After several days on board ship most of the passengers improve the opportunity of going ashore. The regular fare as at other ports is forty centavos (twenty cents) each way for each person. Paita is a curious place, a small village, yet the third port in Peru in the amount of exports and imports, serving a considerable district including the city of Piura, with which it is connected by a railroad of standard gauge. The walls of the houses are of bamboo, set perpendicularly, some overspread with plaster often partly peeled off, others destitute of covering. Climbing the hills back of the town you will perceive a genuine desert, in the distance fringed by low mountains. “Paita,” said the Captain on my first voyage in 1903, “is the dryest place on earth.” From its appearance I was not inclined to dispute the fact, but having heard that it rains there once in seven years and in Iquique not at all I inquired how this might be. “That is easy,” replied the Captain. “In Iquique there are heavy dews, here nothing, and now it has skipped one shower and it is almost fourteen years since it has rained.” This was no idle jest. The drought continued until February, 1910, when there was a heavy shower, the first in nineteen years. There are no wells, hence all water is brought by rail and sparingly used; therefore there is no green. The town of Piura, on the contrary, 60 miles distant, is in an irrigated valley where the finest cotton is a staple production and where new irrigation canals are increasing the possibilities for agriculture. A few miles farther is Catacaos, where half of the 20,000 inhabitants are engaged in making the 260,000 Panama hats here annually produced. While Ecuador is the chief seat of the industry, hats may be purchased at Paita to better advantage than at Guayaquil. The natives who come on board ship bring various articles for sale, paroquets, mocking-birds, fruit, pottery, ancient and modern, as well as the Panama hats. These of good quality may be purchased at from $2.00 to $12 or $15 gold, the latter of the Monte Christo quality, all at about one-fourth of the price commonly asked for a similar article in New York. The best are rarely found in the United States at any price.

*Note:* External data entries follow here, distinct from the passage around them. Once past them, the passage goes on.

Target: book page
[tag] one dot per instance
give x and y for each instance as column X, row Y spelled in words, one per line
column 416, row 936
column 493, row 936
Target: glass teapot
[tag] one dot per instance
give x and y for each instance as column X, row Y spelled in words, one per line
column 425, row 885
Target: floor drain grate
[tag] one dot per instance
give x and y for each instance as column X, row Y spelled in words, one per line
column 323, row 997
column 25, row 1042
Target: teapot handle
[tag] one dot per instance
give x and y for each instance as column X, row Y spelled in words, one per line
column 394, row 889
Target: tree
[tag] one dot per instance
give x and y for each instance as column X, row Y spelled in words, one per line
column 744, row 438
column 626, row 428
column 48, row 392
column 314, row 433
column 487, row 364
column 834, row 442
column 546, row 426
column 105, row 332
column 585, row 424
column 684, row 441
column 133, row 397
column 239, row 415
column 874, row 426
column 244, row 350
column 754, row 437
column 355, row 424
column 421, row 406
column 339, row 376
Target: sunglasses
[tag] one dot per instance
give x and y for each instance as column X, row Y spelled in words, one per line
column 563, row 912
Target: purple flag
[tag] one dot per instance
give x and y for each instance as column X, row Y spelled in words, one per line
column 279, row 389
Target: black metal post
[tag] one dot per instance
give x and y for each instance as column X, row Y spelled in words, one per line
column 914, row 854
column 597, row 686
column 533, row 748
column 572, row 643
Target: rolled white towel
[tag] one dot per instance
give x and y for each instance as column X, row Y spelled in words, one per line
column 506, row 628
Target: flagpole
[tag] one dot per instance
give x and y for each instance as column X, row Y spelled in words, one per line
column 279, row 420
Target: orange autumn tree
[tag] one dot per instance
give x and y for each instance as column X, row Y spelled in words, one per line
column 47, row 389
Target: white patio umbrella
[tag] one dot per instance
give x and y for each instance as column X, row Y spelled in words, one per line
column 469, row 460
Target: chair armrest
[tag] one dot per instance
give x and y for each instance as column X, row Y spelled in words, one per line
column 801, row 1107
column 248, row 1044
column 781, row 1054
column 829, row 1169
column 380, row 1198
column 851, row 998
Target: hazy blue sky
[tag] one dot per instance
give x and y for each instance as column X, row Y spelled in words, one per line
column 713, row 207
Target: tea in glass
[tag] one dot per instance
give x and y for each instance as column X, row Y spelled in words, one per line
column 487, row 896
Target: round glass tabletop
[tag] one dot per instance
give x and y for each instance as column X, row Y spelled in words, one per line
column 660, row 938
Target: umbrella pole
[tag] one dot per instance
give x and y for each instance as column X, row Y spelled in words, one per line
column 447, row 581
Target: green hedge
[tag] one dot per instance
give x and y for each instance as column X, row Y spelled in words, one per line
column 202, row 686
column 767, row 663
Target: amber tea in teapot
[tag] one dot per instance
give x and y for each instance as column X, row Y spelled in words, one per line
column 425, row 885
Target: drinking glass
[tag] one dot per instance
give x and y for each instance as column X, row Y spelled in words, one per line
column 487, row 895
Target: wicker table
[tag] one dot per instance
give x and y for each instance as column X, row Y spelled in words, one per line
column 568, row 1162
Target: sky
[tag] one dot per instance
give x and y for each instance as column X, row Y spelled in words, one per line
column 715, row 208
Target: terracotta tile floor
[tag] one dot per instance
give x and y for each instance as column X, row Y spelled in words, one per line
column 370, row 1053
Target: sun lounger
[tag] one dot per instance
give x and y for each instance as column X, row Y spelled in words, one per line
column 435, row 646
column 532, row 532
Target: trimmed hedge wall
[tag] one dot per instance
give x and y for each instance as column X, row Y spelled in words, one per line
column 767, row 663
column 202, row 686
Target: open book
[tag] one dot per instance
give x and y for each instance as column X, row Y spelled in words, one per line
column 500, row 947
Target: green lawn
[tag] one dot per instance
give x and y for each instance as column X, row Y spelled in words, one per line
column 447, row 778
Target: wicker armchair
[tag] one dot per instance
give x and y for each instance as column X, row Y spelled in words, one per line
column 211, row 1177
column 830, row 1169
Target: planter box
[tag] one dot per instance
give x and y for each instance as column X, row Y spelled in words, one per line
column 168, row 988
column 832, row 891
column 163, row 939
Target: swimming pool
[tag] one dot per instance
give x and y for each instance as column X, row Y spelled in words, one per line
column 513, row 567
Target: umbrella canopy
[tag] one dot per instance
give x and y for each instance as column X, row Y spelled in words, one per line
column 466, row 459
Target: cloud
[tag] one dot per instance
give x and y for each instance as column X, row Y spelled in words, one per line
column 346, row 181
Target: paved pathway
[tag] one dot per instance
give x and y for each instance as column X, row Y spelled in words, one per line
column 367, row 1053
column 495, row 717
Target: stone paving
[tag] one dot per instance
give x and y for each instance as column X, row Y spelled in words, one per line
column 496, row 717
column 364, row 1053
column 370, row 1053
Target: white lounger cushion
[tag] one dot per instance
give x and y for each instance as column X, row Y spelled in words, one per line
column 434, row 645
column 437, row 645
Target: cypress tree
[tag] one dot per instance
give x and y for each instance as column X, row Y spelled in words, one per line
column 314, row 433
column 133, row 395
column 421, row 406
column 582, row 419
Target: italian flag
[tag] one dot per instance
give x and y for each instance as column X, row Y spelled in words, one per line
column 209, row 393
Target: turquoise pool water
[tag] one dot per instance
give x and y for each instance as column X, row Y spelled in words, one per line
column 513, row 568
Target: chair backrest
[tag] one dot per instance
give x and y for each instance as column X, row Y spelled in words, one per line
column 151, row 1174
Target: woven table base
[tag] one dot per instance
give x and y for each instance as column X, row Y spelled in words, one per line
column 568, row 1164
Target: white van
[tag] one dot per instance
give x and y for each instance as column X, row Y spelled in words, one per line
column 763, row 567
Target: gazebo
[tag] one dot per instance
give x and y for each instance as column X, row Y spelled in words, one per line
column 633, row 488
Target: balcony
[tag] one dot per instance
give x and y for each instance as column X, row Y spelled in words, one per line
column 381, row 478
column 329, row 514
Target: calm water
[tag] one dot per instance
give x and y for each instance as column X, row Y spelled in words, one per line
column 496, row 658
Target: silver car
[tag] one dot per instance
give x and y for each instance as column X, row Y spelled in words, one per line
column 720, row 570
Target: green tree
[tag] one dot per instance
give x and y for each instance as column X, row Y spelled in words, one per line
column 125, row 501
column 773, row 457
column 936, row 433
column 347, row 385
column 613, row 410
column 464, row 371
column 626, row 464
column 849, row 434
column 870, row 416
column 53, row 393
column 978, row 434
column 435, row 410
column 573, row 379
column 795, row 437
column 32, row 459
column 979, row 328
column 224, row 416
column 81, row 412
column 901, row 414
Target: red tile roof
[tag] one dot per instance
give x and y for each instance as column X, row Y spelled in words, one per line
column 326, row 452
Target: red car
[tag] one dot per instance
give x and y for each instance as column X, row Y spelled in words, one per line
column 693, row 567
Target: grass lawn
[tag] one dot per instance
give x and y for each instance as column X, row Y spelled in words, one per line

Some day Paita with its excellent harbor will become a port of great importance. A railroad 400 miles long is planned and has been surveyed to Melendez on the Marañon, the larger of the two rivers (the other, the Ucayali) uniting to form the Amazon. Crossing the Andes in one of its lowest sections, where a short tunnel at 5000 feet altitude will serve instead of the long ones, above 10,000 and 15,000 feet, through the mountains farther south, this road will bring the rubber country in the neighborhood of Iquitos, the chief port on the upper Amazon, within two weeks of New York, instead of the four or five weeks by way of Pará. On this route, too, are said to be millions of tons of iron, as well as coal and other minerals.
On leaving Paita, if not before, the tourist will be likely to feel the need of heavier underwear. The air in winter is damp and chilly. The temperature in my cabin was 60°. At this season clouds generally conceal the sun, making a gloomy sea, and the little patches of blue sky are small.